Je connaissais Vincent Ropion pour ses doublages. C'est une voix de mon enfance et de mon adolescence. Son interprétation est sans failles, comme je m'y attendais. Il met toujours le ton approprié. Que Fi soit déboussolée, que Merle soit réconfortante ou directive, qu'un personnage dont je tairai le nom s'exprime avec colère ou mépris, Vincent Ropion rend parfaitement les états d'âme de chacun. En outre, il ne modifie pas sa voix à outrance pour les rôles féminins. J'espère qu'il enregistrera d'autres livres qui me tenteront.

Je ne connaissais pas les deux autres comédiens. Je connaissais le nom Sylvie Jacob (car je l'ai vu dans des distributions de versions françaises de séries étrangères), mais je n'ai pas dû beaucoup entendre sa voix. Sa lecture m'a également plu. C'est la même chose concernant Jean-Pierre Leblan. Chacun a bien rendu les émotions des personnages sans cabotiner.

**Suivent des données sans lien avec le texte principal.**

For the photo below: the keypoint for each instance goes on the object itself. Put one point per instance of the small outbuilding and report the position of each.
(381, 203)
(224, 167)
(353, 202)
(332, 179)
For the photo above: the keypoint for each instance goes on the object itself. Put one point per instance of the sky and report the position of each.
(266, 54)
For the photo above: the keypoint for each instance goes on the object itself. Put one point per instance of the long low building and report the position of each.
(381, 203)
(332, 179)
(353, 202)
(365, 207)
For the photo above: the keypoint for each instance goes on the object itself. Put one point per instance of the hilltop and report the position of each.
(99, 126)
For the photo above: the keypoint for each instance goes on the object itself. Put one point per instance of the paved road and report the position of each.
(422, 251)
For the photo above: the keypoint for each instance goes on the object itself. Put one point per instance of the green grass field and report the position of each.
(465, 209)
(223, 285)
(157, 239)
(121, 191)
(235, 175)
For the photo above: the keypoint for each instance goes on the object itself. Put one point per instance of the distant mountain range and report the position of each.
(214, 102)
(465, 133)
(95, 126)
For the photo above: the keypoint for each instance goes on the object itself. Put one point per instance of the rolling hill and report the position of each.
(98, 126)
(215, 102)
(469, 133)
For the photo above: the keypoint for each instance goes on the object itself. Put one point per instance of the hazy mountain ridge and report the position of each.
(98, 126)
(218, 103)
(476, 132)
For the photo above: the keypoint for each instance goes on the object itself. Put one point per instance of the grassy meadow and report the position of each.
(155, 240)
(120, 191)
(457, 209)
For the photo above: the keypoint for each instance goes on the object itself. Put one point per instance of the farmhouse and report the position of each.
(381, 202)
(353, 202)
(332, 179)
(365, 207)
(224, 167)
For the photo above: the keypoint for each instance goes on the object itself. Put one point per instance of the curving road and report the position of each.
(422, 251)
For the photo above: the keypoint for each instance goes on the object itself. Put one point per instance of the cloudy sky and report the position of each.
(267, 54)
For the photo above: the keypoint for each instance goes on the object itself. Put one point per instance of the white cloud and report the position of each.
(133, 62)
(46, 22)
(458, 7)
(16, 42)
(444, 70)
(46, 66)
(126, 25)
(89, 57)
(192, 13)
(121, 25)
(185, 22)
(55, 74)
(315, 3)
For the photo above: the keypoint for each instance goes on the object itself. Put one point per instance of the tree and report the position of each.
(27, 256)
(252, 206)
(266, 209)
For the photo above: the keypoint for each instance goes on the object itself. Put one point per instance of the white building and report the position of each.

Je regrette que les trois comédiens aient fait des blancs entre le numéro du chapitre, la date, l'annonce du nom de la personne ou le lieu où elle était... Sylvie Jacob, qui énonce des durées, fait même des blancs entre l'annonce des heures et des minutes, puis des minutes et des secondes. Je le dis pour ce livre parce que cela faisait davantage de blancs que d'habitude, mais d'une manière générale, je déteste les silences dans un livre.

Pour information, la structure du livre n'est pas respectée: plusieurs chapitres sont coupés en deux pistes.